Objects and bondes in the homes of courtesans: erotism and
social distinction in seventeenth-century Rome
The importance of the role played by furnishings in the creation of a
luxurious and erotic mise-en-scene in the homes of the courtesans was already
a literary and visual topos in the early decades of the sixteenth-century. This
article starts with a discussion of the way in which the material culture of
their domestic interiors is used in these texts to articulate ambiguities and
ambivalences about courtesans, especially issues pertaining to the relationships
between courtesans, prostitutes and their clients. It then moves on to
explore the domestic goods owned by prostitutes and courtesans in seventeenth-
century Rome, and the relationships between objects, courtesans and
their clients, as revealed in the legal and judicial documents of the period.

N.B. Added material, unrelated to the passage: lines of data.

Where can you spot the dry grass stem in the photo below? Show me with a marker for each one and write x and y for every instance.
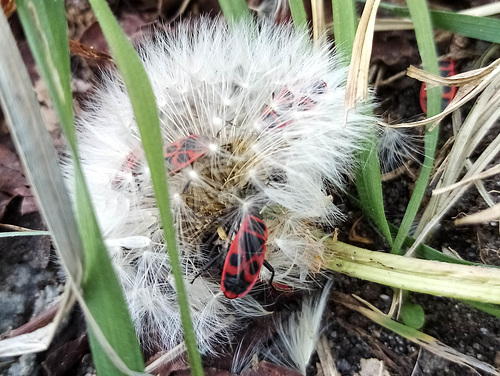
(357, 88)
(487, 215)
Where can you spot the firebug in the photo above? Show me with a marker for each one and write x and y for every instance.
(184, 152)
(245, 258)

Furniture facilitated the kind of group sociability around courtesans which
was popular at the time, and contributed to the creation of an erotic ambiance,
as well as signalling the status of the clients as much as of the women. Despite
this, the author suggests that it would be mistaken to believe that these
objects articulated a particularly “female” aesthetic and that on the contrary,
certain objects were clearly linked to the world of men, connoting a certain
gender ambiguity and thereby neutralizing a space which was otherwise perceived
as being too “female” and therefore too dangerous for men.